Die ‚Asozialen‘-Verfolgung traf besonders auch Jugendliche. Eine wesentliche Rolle spielte dabei die Reichszentrale zur Bekämpfung der Jugendkriminalität, die am 1. Juli 1939 beim Reichskriminalpolizeiamt eingerichtet wurde. Sie organisierte die kriminalpolizeiliche Überwachung von Kindern und Jugendlichen, die – wie es hieß – „erblich kriminell vorbelastet“ schienen.

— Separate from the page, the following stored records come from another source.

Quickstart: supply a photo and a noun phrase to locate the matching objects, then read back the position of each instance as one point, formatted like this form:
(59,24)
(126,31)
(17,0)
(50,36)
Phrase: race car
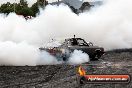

Eine entscheidende Rolle bei der Einstufung als ‚asozial‘ und den zu setzenden Maßnahmen kam den Fürsorgerinnen zu. Sie waren in der NS-Zeit fester Bestandteil im System der sogenannten ‚Negativauslese‘, also des gesellschaftlichen Ausschlusses. Sonderschulen und Erziehungsheime wurden zu Orten der ‚Absonderung‘ und ‚Verwahrung‘ für jene, die von der geltenden Norm abwichen. Diese ‚Auslese‘ erfolgte aber auch in Jugendfürsorgeanstalten oder sogenannten Beobachtungsstellen und konnte eine Einweisung in ein Jugendkonzentrationslager zur Folge haben.
Einweisungsgründe waren etwa Vorwürfe wie „Renitenz“, „Kriminalität“, „Arbeitsverweigerung“, „Arbeitsbummelei“, „Sabotage“, „sittliche oder sexuelle Verwahrlosung“ oder sogenannte „Rassenschande“; aber auch die Zugehörigkeit zu jugendlichen Subkulturen (wie der Swing-Jugend bzw. Schlurfs, so deren Bezeichnung in Wien).
Deutlich zeigt sich bei der Verfolgung von sogenannten ‚Asozialen‘, dass es sich dabei um eine Politik gegen Arme handelte, die stark von Sexismus, Rassismus und auch Klassismus geprägt war.
Die Ergebnisse der Studie erschienen unter dem Titel „Stigma ‚asozial‘ – Geschlechtsspezifische Zuschreibungen, behördliche Routinen und Orte der Verfolgung im Nationalsozialismus“ im Herbst 2020 im Mandelbaum Verlag.